Students Complete Intern Program At New London Hospital
New London — Several local high school students recently completed the 2015 Caring Student Intern Program at New London Hospital.
Sophia Rucker, Theresa MacDowell, Justina Valley, Jessica Baldasaro, all of Kearsarge Regional High School; and Mariah Coughlin, of Sunapee Middle-High School, completed the four-day course.
The program provides hands-on opportunities for high school students to explore the health care industry and related careers. It includes visits to several areas of the hospital, such as the laboratory, Emergency Department, radiology, physical therapy and William P. Clough Extended Care Center. Infection control, proper hand washing procedures, application and interview skills, quality improvement, and patient safety are all covered during the course.
The students were also able to earn CPR certifications or recertifications.
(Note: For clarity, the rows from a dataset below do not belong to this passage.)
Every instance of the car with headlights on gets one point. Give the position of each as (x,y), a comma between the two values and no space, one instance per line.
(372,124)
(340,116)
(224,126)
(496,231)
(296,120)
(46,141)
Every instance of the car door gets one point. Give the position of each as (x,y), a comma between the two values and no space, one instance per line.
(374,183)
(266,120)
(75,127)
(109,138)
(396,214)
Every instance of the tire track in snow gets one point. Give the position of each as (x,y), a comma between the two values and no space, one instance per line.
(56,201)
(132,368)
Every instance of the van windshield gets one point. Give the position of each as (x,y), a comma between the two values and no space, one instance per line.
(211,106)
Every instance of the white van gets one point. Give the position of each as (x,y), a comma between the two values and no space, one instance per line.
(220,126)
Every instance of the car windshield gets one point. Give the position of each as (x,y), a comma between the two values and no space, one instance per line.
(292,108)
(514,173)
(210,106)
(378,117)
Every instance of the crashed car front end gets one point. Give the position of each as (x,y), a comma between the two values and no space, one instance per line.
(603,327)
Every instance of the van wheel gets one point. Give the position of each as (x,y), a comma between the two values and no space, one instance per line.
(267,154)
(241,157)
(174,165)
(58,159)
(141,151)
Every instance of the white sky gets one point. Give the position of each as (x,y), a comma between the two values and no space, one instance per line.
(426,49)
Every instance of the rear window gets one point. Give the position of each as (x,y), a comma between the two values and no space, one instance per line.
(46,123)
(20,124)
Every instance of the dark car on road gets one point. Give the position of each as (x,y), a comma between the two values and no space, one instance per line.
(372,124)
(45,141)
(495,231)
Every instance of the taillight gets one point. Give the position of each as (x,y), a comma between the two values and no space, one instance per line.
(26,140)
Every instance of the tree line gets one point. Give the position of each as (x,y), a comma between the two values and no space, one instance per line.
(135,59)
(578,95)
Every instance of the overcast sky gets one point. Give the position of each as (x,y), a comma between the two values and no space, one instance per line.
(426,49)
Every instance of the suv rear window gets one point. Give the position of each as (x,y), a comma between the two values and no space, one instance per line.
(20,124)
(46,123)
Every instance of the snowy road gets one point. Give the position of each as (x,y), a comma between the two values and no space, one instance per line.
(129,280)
Golf Tournament in Woodstock Will Benefit HCRS School
Woodstock — Health Care and Rehabilitation Services will host its 8th annual golf tournament on June 19 at the Woodstock Country Club.
Proceeds from the tournament will support the agency’s Kindle Farm School in Newfane. The alternative school provides a hands-on, supportive learning environment for boys in grades 2-12 who have not found success in the traditional classroom setting, HCRS said in a recent news release.
The mixed-scramble tournament has a shotgun start at 1 p.m.
Players compete for top placings as well as longest drive and closest to the pin awards. A silent auction will be held throughout the day.
The entry fee is $135 for registrations received by May 29, or $145 after that date.